I would like to know the difference in safety level between the two code snippets below:

// TRECHO 1
<?php
$calories = 150;
$colour = 'red';
$sth = $dbh->prepare('SELECT name, colour, calories
    FROM fruit
    WHERE calories < ? AND colour = ?');
$sth->bindParam(1, $calories, PDO::PARAM_INT);
$sth->bindParam(2, $colour, PDO::PARAM_STR, 12);
$sth->execute();
?>

// TRECHO 2
<?php
$calories = 150;
$colour = 'red';
$sth = $dbh->prepare('SELECT name, colour, calories
    FROM fruit
    WHERE calories < ? AND colour = ?');
$sth->execute(array($calories,$colour));
?>

In section 1, the bindParam(), in 2 the parameters are passed directly in the execute, but also the prepare().

2 answers

5


In terms of security there is no difference. One of the differences is that bindParam() in addition to offering parameter typing(PDO::PARAM_STR, PDO::PARAM_INT etc) has other obscure features for using stored procedures. See the method signature.

public bool Pdostatement::bindParam ( Mixed $Parameter , Mixed &$variable [, int $data_type = PDO::PARAM_STR [, int $length [, Mixed $driver_options ]]] )

When using the execute() all parameters are sent as PDO::PARAM_STR the most that can happen is your query fails if you have placeholder on the clasp LIMIT/OFFSET.

Related:

What is the difference between bindParam and bindValue?

Using PDO is the safest way to connect to a PHP BD?

  • If I type, and pass a parameter that does not obey it, it either converts and executes it or it does not perform?

  • If you type a string as boolean will work, you will only have a problem in the case I quoted in the question, Prepared statements are emulated by default. @Miguelneto

3

Technically and theoretically, there’s no difference, because if you’re going to analyze, in the first case, where you used the bindParam, with symbolic type placeholders (?):

$sth->bindParam(1, $calories, PDO::PARAM_INT);

You used the number 1 as a reference to that placeholder.
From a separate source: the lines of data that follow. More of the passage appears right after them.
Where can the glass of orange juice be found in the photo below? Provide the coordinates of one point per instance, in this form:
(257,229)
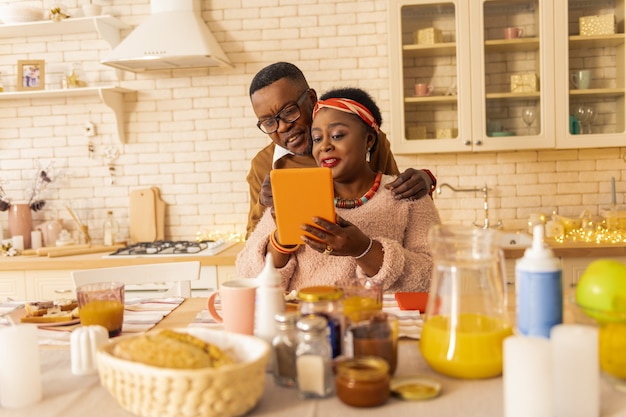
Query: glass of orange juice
(466,314)
(102,303)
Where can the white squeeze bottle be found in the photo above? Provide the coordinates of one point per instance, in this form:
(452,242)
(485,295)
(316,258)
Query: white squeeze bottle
(539,289)
(270,300)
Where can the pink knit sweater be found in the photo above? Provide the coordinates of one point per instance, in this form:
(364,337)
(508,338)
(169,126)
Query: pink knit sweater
(401,226)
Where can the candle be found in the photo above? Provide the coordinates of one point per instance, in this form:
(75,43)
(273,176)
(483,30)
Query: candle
(576,370)
(20,373)
(35,239)
(17,242)
(527,377)
(613,198)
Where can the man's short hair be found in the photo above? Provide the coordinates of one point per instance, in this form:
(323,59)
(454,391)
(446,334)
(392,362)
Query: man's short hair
(275,72)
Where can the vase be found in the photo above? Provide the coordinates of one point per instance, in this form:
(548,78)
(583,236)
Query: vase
(21,222)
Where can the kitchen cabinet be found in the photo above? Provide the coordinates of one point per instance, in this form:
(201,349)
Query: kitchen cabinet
(471,107)
(108,29)
(58,283)
(600,108)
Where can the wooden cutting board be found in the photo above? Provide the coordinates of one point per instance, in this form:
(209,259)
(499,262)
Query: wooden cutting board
(143,216)
(160,213)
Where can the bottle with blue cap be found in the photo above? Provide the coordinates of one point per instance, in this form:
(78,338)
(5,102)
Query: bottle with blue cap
(539,288)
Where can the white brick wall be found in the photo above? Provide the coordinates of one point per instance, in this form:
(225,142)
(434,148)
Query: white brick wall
(192,132)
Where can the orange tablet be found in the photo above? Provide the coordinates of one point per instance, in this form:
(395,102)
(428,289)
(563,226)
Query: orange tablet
(299,195)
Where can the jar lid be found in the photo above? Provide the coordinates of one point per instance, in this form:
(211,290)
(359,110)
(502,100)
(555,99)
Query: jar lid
(415,387)
(287,317)
(363,368)
(320,293)
(312,323)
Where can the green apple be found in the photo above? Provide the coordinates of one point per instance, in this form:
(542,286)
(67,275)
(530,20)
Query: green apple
(601,290)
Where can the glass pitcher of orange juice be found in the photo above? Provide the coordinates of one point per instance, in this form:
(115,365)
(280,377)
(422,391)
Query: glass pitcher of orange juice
(466,314)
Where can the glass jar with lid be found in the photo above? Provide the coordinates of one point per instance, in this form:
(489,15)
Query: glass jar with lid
(363,381)
(325,301)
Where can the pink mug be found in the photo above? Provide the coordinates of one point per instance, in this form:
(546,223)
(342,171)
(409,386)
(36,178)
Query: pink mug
(237,305)
(423,89)
(513,33)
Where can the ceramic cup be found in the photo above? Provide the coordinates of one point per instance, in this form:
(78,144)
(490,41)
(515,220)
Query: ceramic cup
(237,305)
(92,10)
(423,89)
(581,79)
(513,33)
(102,303)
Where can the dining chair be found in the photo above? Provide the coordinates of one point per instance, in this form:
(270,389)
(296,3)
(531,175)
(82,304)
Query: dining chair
(178,274)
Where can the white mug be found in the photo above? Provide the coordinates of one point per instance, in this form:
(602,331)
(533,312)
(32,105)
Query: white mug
(581,79)
(423,89)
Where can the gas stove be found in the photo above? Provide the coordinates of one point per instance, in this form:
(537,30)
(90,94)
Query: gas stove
(172,248)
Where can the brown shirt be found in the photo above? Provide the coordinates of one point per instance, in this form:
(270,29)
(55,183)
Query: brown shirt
(380,160)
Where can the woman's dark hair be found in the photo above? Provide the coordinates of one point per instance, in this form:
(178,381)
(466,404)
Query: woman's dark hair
(361,97)
(277,71)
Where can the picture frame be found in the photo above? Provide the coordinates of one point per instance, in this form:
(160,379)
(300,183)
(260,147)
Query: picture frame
(31,75)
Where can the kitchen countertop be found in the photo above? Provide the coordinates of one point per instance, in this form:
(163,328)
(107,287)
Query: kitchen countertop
(228,256)
(96,260)
(574,249)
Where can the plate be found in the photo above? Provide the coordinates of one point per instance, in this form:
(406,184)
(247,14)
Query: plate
(59,323)
(415,388)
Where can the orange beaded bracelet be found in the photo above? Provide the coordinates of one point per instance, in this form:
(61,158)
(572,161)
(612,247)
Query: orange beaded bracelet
(280,248)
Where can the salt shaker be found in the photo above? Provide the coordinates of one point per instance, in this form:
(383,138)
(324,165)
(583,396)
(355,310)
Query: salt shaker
(85,342)
(284,348)
(314,358)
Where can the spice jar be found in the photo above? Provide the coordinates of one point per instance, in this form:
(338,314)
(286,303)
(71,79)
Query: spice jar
(284,348)
(325,301)
(313,358)
(363,381)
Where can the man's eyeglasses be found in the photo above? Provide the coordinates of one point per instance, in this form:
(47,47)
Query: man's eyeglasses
(288,114)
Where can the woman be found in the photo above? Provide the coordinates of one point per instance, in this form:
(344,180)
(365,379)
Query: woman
(375,235)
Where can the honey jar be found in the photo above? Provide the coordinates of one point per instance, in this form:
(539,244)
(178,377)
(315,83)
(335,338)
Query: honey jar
(363,381)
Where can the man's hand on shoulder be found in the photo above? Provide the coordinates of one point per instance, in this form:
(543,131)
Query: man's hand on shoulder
(412,184)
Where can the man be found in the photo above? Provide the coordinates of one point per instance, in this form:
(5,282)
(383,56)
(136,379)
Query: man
(283,103)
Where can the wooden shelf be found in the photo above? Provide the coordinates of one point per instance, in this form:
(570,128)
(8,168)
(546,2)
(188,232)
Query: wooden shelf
(512,96)
(597,92)
(108,27)
(111,96)
(435,49)
(598,41)
(512,45)
(431,99)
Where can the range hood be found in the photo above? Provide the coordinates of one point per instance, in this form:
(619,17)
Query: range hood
(174,37)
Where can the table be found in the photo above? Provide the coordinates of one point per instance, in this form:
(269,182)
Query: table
(66,395)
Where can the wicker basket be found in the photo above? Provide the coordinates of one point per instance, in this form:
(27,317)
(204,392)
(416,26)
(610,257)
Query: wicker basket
(231,390)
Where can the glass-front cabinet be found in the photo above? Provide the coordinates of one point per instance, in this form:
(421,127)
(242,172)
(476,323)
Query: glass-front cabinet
(590,55)
(488,70)
(490,75)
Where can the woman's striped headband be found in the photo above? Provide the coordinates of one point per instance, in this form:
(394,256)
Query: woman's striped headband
(349,106)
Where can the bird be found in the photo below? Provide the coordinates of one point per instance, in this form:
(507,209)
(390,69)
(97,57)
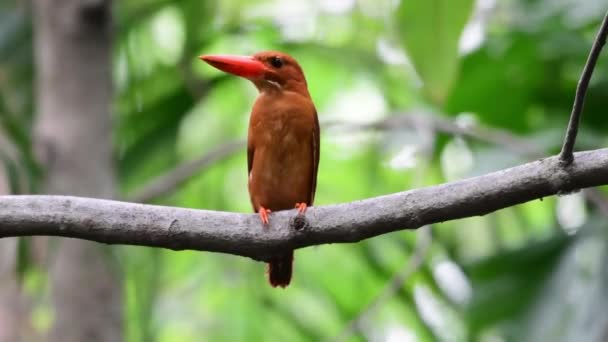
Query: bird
(283,142)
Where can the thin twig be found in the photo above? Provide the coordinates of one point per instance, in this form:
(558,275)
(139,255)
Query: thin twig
(394,285)
(566,157)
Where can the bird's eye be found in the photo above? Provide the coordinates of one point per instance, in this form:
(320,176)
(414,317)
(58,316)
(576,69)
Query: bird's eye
(276,61)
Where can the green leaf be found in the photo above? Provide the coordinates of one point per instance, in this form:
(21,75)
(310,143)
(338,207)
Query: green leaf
(430,31)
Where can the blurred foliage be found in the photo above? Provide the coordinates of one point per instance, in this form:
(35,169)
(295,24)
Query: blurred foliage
(532,272)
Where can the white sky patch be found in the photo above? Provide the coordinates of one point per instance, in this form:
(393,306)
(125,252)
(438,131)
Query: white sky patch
(296,19)
(406,158)
(169,34)
(397,333)
(336,6)
(474,32)
(359,104)
(453,282)
(390,53)
(571,212)
(456,159)
(428,307)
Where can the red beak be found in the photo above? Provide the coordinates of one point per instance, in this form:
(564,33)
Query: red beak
(244,66)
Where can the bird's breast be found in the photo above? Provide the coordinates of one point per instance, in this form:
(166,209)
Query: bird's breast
(281,174)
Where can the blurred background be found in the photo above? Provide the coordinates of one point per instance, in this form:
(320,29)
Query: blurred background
(109,100)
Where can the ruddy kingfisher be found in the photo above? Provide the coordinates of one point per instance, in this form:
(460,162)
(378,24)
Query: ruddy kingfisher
(283,140)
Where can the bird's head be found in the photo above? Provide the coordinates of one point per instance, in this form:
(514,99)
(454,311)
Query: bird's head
(268,70)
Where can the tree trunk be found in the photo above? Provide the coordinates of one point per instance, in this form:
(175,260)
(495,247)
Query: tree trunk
(11,301)
(74,89)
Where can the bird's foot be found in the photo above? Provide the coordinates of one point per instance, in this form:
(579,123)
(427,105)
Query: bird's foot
(263,212)
(301,208)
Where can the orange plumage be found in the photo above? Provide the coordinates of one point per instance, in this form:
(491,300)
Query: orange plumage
(283,140)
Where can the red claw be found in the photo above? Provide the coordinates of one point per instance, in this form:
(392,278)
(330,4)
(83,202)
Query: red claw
(263,212)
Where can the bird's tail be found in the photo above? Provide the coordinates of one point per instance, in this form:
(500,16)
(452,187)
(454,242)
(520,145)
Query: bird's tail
(279,269)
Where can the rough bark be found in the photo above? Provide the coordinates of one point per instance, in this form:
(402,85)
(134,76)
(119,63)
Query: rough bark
(116,222)
(73,132)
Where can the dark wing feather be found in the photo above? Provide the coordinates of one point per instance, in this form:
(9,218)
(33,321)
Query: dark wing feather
(316,145)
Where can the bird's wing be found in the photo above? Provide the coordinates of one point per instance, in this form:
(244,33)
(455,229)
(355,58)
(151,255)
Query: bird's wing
(316,144)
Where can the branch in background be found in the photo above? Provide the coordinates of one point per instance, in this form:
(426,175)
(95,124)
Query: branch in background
(115,222)
(170,181)
(392,287)
(565,155)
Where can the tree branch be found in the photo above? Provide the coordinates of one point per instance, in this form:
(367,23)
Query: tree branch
(116,222)
(566,155)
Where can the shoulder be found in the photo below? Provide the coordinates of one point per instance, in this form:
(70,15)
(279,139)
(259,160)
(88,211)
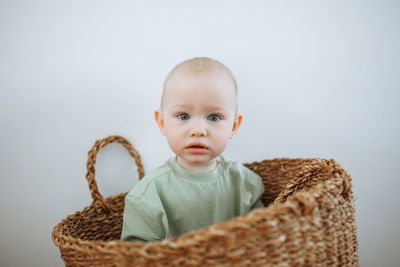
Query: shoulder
(238,170)
(150,183)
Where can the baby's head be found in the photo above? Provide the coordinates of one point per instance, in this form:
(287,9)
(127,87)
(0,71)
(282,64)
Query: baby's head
(198,112)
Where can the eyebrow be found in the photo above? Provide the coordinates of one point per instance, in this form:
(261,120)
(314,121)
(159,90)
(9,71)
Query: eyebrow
(207,107)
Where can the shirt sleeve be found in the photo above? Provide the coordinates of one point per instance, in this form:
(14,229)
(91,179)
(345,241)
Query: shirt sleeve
(142,221)
(256,189)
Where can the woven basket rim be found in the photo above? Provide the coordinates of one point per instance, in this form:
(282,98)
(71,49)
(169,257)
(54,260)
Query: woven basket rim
(302,202)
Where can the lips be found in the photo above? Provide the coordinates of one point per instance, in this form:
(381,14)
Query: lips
(197,145)
(196,148)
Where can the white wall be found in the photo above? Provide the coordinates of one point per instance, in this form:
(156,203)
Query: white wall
(316,79)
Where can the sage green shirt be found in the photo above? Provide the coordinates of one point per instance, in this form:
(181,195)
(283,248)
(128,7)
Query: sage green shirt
(171,200)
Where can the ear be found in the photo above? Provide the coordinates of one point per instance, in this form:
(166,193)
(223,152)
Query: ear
(160,121)
(236,124)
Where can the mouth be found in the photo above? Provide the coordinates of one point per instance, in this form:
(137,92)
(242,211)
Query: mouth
(196,148)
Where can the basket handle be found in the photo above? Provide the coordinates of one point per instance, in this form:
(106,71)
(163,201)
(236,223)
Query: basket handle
(90,165)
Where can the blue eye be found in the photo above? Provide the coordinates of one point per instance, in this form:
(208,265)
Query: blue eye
(213,118)
(183,116)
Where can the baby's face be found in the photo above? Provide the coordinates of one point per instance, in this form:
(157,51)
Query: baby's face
(198,118)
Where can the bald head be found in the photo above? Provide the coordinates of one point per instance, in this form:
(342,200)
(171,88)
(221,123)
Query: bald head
(199,66)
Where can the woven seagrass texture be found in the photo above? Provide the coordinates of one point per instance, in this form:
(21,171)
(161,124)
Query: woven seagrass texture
(308,221)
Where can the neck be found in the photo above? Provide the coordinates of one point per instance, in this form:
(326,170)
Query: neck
(197,167)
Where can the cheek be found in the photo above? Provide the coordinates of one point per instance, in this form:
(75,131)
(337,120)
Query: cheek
(223,134)
(174,136)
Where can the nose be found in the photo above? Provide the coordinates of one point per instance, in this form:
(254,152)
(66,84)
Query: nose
(198,130)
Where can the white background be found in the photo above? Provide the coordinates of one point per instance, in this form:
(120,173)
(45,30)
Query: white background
(316,79)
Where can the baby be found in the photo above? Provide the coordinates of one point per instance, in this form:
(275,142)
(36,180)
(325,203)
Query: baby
(197,188)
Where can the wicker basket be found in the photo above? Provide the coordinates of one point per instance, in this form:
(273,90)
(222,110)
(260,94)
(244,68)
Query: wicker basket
(308,221)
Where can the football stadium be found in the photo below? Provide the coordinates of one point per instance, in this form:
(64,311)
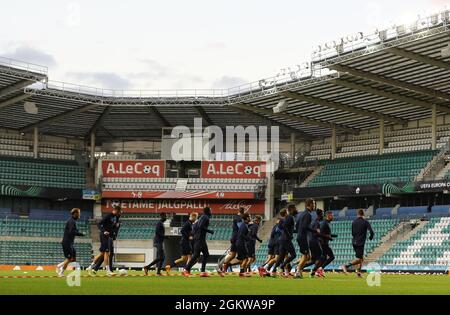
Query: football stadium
(330,178)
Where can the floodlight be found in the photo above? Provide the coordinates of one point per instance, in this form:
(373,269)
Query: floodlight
(281,107)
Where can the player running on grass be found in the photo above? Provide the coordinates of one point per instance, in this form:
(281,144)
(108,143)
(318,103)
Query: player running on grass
(287,251)
(326,237)
(185,242)
(253,228)
(272,250)
(360,226)
(237,221)
(70,232)
(95,266)
(106,226)
(158,243)
(200,230)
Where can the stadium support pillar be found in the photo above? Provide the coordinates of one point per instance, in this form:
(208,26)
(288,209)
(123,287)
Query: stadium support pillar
(433,127)
(333,142)
(293,146)
(92,158)
(381,135)
(35,142)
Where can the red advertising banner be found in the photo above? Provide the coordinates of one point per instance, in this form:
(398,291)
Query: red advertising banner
(133,168)
(233,169)
(182,206)
(179,194)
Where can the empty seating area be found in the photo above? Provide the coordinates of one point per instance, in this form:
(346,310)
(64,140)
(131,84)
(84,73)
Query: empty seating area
(342,245)
(193,184)
(400,167)
(397,141)
(39,253)
(17,145)
(429,246)
(36,228)
(41,173)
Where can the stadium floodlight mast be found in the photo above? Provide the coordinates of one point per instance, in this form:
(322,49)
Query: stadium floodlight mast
(380,35)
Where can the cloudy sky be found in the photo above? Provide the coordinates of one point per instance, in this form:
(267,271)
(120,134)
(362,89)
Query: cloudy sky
(181,44)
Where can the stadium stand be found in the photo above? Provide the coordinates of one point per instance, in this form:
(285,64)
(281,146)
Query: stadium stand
(34,252)
(36,228)
(41,172)
(16,145)
(400,167)
(430,246)
(382,213)
(411,211)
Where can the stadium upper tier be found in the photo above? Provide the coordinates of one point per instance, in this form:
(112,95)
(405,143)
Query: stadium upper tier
(399,167)
(411,139)
(397,75)
(41,173)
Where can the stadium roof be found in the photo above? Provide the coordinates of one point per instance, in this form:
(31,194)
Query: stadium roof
(395,74)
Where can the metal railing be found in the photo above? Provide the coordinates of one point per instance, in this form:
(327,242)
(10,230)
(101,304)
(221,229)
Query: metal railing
(21,65)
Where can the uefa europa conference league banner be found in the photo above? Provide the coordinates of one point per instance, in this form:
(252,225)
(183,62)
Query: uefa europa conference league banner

Writing the parameters online, along with the method execute, you are doing nothing different, each value receives indexes according to the number of placeholders specified.

$sth->execute( array( 0 => 150, 1 => 'red' ) ); 

It would be the same as doing:

$params = array(150,'red');
$sth->execute($params);

If you still have questions, I recommend you read this:

  • $sth->execute( array( 1 => 150, 2 => 'red' ) ); returns: SQLSTATE[HY093]: Invalid Parameter number: Parameter was not defined. If you take the index as a second example or start at zero it does not occur, only bindValue/Param need to start with 1.

  • I kept the indexes in the edit, it was to have them removed, so that they would be normal. The error SQLSTATE[HY093]: Invalid Parameter number:, is due to the index 0, signed as NULL, precisely because of this, that is, it does not exist for the array, but becomes a fictitious value in the execution, when the parameters are arranged.